Thursday, October 9, IBM researcher Dr. Sanchari Sen came to Union College to guest lecture us on the magical world of artificial intelligence. Many of you probably know it as that free tool that writes essays with dash marks. The engaging talk I attended was called “Powering AI: Tackling the Compute and Energy Challenges Behind the Magic.” It is sponsored by the CS department and the seminar coordinator, Dr. Shruti Mahajan. What this engaging seminar title is referring to is how advanced AI has become, yet with a problematic excess of energy use. In case your dinner date ever brings up the topic of AI, read the following dumbed down article to get the “Royal Scoop” written in Layman’s terms. Let’s jump in!
Think about it like this, AI doesn’t think the same way humans do. AI is really good at pattern recognition. It is a computer, after all, that deals with numbers like ones and zeros. Black and white. It goes up and down, left and right, unlike our brains. Our brains are much more complex – we think colorfully and our mind goes in oblique directions. Within AI are networks which act like calculators. Here are the two main networks you’d want to know: Transformer networks & Convolutional networks. Transformer networks are basically language network models that center mostly around what we say and type into ChatGPT or DeepSeek. Convulsion networks are image processing models that go behind the scenes of using AI and handle image-based tasks, like facial recognition filters or image generation. The best example for this image processing model would be something like that face app you deny using on your selfies. Essentially, each network involves creating something that requires billions of operations. The computer multiplies inputs, adds weight, and adjusts certain biases for getting the best possible outcome to your responses or questions. Think of it as a calculator on steroids.
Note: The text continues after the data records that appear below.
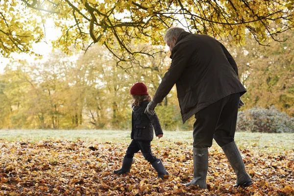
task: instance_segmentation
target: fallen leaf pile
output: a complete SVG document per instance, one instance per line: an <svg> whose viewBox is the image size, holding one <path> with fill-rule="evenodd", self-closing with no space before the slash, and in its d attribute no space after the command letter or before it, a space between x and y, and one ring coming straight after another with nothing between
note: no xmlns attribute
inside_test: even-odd
<svg viewBox="0 0 294 196"><path fill-rule="evenodd" d="M0 196L291 196L294 195L294 152L241 152L253 184L235 188L236 176L223 153L209 149L208 188L181 185L193 177L192 147L188 143L151 146L171 174L164 180L141 152L130 173L121 168L127 144L78 141L35 143L0 140Z"/></svg>

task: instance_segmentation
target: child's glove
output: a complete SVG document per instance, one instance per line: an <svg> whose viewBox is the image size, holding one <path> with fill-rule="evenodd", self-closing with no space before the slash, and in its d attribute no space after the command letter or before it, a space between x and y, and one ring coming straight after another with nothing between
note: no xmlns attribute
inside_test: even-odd
<svg viewBox="0 0 294 196"><path fill-rule="evenodd" d="M150 103L148 103L146 109L145 109L145 114L149 114L150 115L154 115L154 109L157 105L157 103L155 103L153 100L151 101Z"/></svg>
<svg viewBox="0 0 294 196"><path fill-rule="evenodd" d="M241 100L241 98L240 98L240 99L239 100L239 105L238 106L238 107L240 109L243 105L244 105L244 102L243 101L242 101L242 100Z"/></svg>

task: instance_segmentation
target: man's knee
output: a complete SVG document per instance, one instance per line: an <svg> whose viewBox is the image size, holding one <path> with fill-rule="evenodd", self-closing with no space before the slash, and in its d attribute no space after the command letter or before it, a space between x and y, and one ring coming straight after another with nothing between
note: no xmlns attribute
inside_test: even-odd
<svg viewBox="0 0 294 196"><path fill-rule="evenodd" d="M193 142L193 147L196 148L204 148L205 147L210 147L212 146L212 140L195 140Z"/></svg>
<svg viewBox="0 0 294 196"><path fill-rule="evenodd" d="M218 145L220 147L234 142L234 138L230 137L219 137L217 135L214 135L214 139L217 142Z"/></svg>

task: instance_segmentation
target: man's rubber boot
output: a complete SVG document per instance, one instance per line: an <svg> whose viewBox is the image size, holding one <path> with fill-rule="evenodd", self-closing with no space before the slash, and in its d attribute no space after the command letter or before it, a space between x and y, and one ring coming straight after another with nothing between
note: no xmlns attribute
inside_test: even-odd
<svg viewBox="0 0 294 196"><path fill-rule="evenodd" d="M129 159L125 156L122 160L122 168L118 170L114 170L113 172L114 173L121 174L122 173L130 172L130 169L131 169L132 163L133 159Z"/></svg>
<svg viewBox="0 0 294 196"><path fill-rule="evenodd" d="M252 184L251 178L246 172L242 157L235 142L224 145L221 148L237 175L237 182L234 187L241 186L244 188Z"/></svg>
<svg viewBox="0 0 294 196"><path fill-rule="evenodd" d="M208 170L208 148L193 148L193 179L185 185L198 185L199 188L206 189L206 175Z"/></svg>
<svg viewBox="0 0 294 196"><path fill-rule="evenodd" d="M158 174L158 178L163 178L165 175L169 175L170 174L166 170L162 161L160 159L156 159L156 160L152 163L152 166L157 172Z"/></svg>

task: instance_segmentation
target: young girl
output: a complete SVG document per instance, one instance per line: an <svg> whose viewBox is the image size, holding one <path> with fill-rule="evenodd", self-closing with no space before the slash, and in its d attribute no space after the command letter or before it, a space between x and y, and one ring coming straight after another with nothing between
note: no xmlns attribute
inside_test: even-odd
<svg viewBox="0 0 294 196"><path fill-rule="evenodd" d="M164 175L169 175L161 160L155 157L151 152L151 141L153 138L153 127L155 135L158 138L163 133L159 120L156 114L151 116L144 113L145 109L151 101L147 92L147 87L142 82L134 85L130 90L133 96L133 112L132 112L132 142L126 150L122 160L122 168L113 171L114 173L122 174L130 172L135 153L141 150L145 159L155 169L158 177L163 178Z"/></svg>

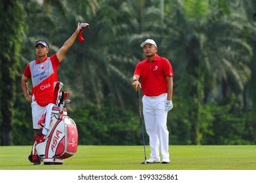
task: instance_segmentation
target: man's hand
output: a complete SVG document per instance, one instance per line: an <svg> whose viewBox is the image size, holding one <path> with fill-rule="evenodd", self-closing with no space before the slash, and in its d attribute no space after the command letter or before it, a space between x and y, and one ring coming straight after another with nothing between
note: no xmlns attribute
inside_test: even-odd
<svg viewBox="0 0 256 183"><path fill-rule="evenodd" d="M169 112L170 110L171 110L172 108L174 108L174 106L172 105L172 101L170 100L170 101L168 101L167 100L166 101L166 110L168 112Z"/></svg>

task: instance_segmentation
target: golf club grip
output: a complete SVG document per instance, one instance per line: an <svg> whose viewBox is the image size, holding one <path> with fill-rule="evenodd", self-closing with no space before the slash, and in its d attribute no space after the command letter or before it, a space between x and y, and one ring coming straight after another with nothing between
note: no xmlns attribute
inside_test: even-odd
<svg viewBox="0 0 256 183"><path fill-rule="evenodd" d="M64 101L64 92L62 92L62 98L60 101L60 104L63 104L63 102Z"/></svg>

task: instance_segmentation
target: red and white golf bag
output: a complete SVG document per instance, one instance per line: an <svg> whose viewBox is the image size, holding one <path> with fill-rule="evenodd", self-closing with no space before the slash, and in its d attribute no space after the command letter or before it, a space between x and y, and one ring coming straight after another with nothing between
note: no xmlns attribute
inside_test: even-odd
<svg viewBox="0 0 256 183"><path fill-rule="evenodd" d="M63 84L60 84L62 86ZM60 92L60 88L55 86L56 87L59 91L56 105L49 104L38 122L42 130L32 148L33 162L39 161L41 158L45 165L62 164L64 159L77 152L77 125L67 116L67 108L65 107L65 104L69 104L71 101L68 99L65 101L68 92Z"/></svg>

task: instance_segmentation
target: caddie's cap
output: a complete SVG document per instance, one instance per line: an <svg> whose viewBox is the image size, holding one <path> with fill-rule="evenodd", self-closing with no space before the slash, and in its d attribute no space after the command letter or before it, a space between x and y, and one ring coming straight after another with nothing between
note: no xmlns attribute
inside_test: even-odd
<svg viewBox="0 0 256 183"><path fill-rule="evenodd" d="M35 42L35 47L37 47L37 45L38 44L41 44L43 45L44 45L45 47L46 47L47 48L49 48L49 44L47 43L47 42L45 41L43 41L43 40L37 40Z"/></svg>
<svg viewBox="0 0 256 183"><path fill-rule="evenodd" d="M141 44L141 47L143 48L144 45L146 44L153 44L155 46L157 47L156 43L153 39L147 39L146 41L145 41L143 42Z"/></svg>

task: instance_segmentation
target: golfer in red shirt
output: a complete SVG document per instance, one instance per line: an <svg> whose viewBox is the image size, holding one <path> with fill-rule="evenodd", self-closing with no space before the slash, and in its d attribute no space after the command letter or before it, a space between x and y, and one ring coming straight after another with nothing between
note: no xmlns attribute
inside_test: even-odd
<svg viewBox="0 0 256 183"><path fill-rule="evenodd" d="M58 81L58 67L81 29L80 23L78 23L75 31L57 53L51 57L47 56L49 44L46 41L39 40L35 43L37 58L27 64L21 79L24 97L31 104L33 128L35 129L34 140L41 128L37 124L39 118L47 105L49 103L54 103L54 82ZM29 79L31 80L31 94L29 94L27 84Z"/></svg>
<svg viewBox="0 0 256 183"><path fill-rule="evenodd" d="M141 88L143 112L147 133L149 136L150 159L147 163L169 163L168 112L172 109L174 73L170 61L157 54L156 42L147 39L140 45L147 59L136 65L132 87ZM140 80L140 82L139 82ZM160 150L160 152L159 152Z"/></svg>

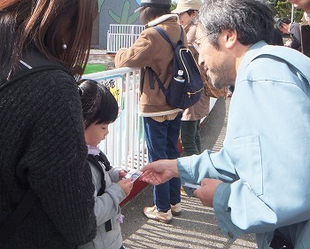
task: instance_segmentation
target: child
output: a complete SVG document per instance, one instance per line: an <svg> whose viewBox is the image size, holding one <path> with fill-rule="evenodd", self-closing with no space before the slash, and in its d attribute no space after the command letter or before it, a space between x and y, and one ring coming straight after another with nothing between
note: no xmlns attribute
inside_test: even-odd
<svg viewBox="0 0 310 249"><path fill-rule="evenodd" d="M85 141L95 185L95 214L97 236L79 249L118 249L122 246L120 203L130 193L131 179L122 179L124 170L113 168L97 147L108 135L110 123L115 121L119 106L110 90L92 80L81 82L81 105L85 126ZM120 180L121 179L121 180Z"/></svg>

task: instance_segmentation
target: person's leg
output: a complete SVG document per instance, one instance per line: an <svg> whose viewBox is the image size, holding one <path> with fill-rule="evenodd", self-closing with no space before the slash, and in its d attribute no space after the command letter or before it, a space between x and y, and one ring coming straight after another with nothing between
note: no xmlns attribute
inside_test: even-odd
<svg viewBox="0 0 310 249"><path fill-rule="evenodd" d="M181 117L178 116L169 121L167 133L167 155L169 160L177 159L180 157L180 152L177 148L177 143L180 136ZM175 205L181 202L181 180L179 177L174 177L169 180L170 187L170 202L171 205Z"/></svg>
<svg viewBox="0 0 310 249"><path fill-rule="evenodd" d="M145 140L149 161L167 159L166 153L168 121L158 122L151 118L143 118ZM154 186L153 198L157 209L167 212L170 209L169 182Z"/></svg>
<svg viewBox="0 0 310 249"><path fill-rule="evenodd" d="M183 148L183 156L191 156L193 154L199 154L197 145L197 132L196 121L181 121L181 142ZM199 143L200 143L200 137Z"/></svg>

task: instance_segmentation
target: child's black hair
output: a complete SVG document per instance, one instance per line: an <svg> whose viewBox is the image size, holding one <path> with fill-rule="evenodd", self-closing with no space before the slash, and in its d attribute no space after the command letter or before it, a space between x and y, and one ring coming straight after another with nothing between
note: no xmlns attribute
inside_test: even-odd
<svg viewBox="0 0 310 249"><path fill-rule="evenodd" d="M104 85L93 80L79 82L85 128L92 123L109 124L118 117L119 105L115 97Z"/></svg>

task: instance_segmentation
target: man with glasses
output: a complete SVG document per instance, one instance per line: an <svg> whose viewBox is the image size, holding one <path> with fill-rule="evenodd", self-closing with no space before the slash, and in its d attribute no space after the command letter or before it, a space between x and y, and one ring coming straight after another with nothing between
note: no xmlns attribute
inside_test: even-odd
<svg viewBox="0 0 310 249"><path fill-rule="evenodd" d="M215 87L236 87L223 148L153 162L142 180L199 184L194 194L231 240L255 233L259 248L310 248L310 59L268 46L273 27L265 1L205 1L199 65Z"/></svg>

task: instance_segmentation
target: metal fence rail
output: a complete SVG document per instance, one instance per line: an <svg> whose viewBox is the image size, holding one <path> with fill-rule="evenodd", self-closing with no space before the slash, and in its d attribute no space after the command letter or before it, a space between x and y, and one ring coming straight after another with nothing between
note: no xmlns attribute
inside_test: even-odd
<svg viewBox="0 0 310 249"><path fill-rule="evenodd" d="M108 53L116 53L120 48L130 47L144 29L143 25L110 24L107 32Z"/></svg>

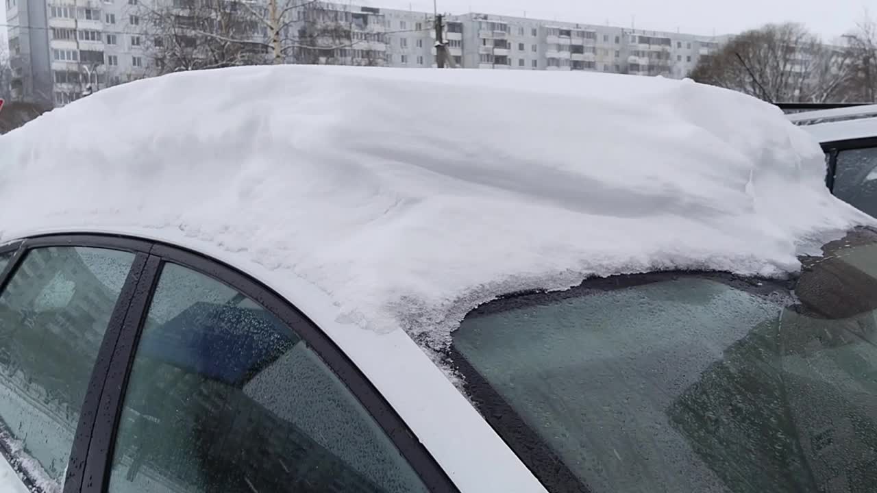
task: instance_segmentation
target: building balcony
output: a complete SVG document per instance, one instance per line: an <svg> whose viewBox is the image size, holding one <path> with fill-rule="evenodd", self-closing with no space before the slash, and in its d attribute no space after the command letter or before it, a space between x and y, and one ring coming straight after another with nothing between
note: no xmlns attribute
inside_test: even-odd
<svg viewBox="0 0 877 493"><path fill-rule="evenodd" d="M72 18L50 18L49 26L51 27L66 27L68 29L75 29L76 21Z"/></svg>

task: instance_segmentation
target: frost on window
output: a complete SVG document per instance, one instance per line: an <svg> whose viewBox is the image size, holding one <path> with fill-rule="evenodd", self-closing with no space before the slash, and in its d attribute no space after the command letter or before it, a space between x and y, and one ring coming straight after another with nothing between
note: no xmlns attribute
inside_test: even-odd
<svg viewBox="0 0 877 493"><path fill-rule="evenodd" d="M167 264L137 348L111 491L425 491L280 319Z"/></svg>
<svg viewBox="0 0 877 493"><path fill-rule="evenodd" d="M14 465L59 489L97 351L134 255L27 254L0 295L0 439Z"/></svg>

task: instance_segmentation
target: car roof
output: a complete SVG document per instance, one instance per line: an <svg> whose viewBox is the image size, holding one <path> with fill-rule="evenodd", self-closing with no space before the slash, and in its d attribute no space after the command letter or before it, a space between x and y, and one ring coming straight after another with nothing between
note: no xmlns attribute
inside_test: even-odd
<svg viewBox="0 0 877 493"><path fill-rule="evenodd" d="M823 144L877 137L877 104L801 111L788 118Z"/></svg>
<svg viewBox="0 0 877 493"><path fill-rule="evenodd" d="M818 146L775 107L603 74L179 73L0 136L0 242L126 234L258 279L471 491L540 489L442 362L472 308L595 275L781 275L872 220L828 193Z"/></svg>
<svg viewBox="0 0 877 493"><path fill-rule="evenodd" d="M433 349L503 293L652 269L776 275L803 239L863 220L774 106L603 74L174 74L0 136L0 166L3 239L182 232Z"/></svg>

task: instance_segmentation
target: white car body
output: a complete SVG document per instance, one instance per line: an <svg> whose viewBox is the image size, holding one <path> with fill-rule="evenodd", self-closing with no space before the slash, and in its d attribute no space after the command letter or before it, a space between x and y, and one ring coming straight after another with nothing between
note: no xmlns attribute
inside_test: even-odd
<svg viewBox="0 0 877 493"><path fill-rule="evenodd" d="M247 68L99 91L0 137L0 239L121 234L227 263L313 320L460 491L543 492L431 357L467 312L595 275L781 275L805 240L870 224L827 193L818 147L769 105L687 82L584 75ZM123 104L126 125L101 125ZM442 108L458 114L431 120ZM47 142L58 128L68 132ZM583 152L578 134L599 145ZM423 313L394 304L409 296ZM424 333L438 343L412 339Z"/></svg>

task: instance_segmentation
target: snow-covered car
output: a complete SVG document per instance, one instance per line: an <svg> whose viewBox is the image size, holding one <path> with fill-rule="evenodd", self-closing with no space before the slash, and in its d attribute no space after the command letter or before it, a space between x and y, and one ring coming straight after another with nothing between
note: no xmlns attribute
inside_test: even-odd
<svg viewBox="0 0 877 493"><path fill-rule="evenodd" d="M877 233L824 166L688 81L96 92L0 136L2 487L866 490Z"/></svg>
<svg viewBox="0 0 877 493"><path fill-rule="evenodd" d="M788 118L822 146L832 193L877 217L877 104L802 111Z"/></svg>

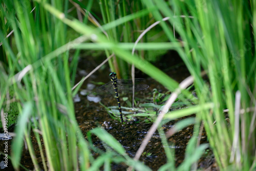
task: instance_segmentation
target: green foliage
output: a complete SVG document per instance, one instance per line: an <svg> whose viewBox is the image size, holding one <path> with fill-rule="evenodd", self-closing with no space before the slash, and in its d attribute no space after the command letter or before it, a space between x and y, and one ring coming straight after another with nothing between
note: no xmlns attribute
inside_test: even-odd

What’s sad about these network models are their energy challenges. As Sen dutifully notes, these models consume so much energy. If you think about it, the energy cost of AI is so much that they could swindle an entire town of its electricity. Dr. Sanchari Sen’s research at IBM, aims to address this issue by reducing energy cost. Basically, there are data centers out there being overworked and this is not optimal for the long haul. For any of your math majors, think of it as an equation. Total energy cost equals the number of operations multiplied by the cost of each operation. The goal of reducing energy can be helped by reducing the number of operations and reducing the cost of each operation. This is where optimization comes into play….. or should I say…. Quantization.
Quantization may very well be the most optimal solution to reducing energy cost. The kind of AI models we see daily often use 32 bits to calculate our homework. Through significant research backed by IBM as well as a little bit of magic, it is possible to reduce those numbers to 16 bits or even smaller. Think of it as buying a car that uses less fuel for more mileage. Quantization is the conceptual idea of making AI models faster in that respect. When you reduce the bits, you reduce the electric bill and some town far far away can still keep its nightlight on. Luckily, that’s not the only way to trim the costs.
Pruning is something that scientists are doing to cut out arbitrary networks. Think of it as getting a fade from a barber. Computer scientists are giving AI models a low taper fade in order for them to run faster and smarter. Think about it like this: the smaller the network is, the faster the model produces and reaches higher performance. With low energy input and smaller networks, we can save a ton of small towns from reaching a 17th century aesthetic.
CPUs and GPUs handle the big picture items when it comes to task optimization. Large tasks for AI models get broken down into many smaller tasks in order to make the job done easily. Basically, whenever you go on a rant and go off on ChatGPT, there are many Oompa-Loompas called specialized accelerators that break down the job and process each part of your rant separately and instantaneously all at once. Research facilities like IBM have utilized specialized accelerators and mixed-precision processors that help make the AI models work faster. Through their research, IBM has aided technological advancements by making smarter chips that require less power and thus put less strain on the electrical grid. It is through these advancements that we get to see quicker responses and generations.
If you’ve gotten this far in the article, just know that you’re doing a good job. Learning about AI can feel daunting to some, but through sheer effort and will you can eventually see the magic behind it. In case you haven’t retained anything I’ve said, just remember that bit reduction can reduce energy cost, pruning and quantization can help chop arbitrary networks from AI models and GPUs and CPUs can help optimize faster generation.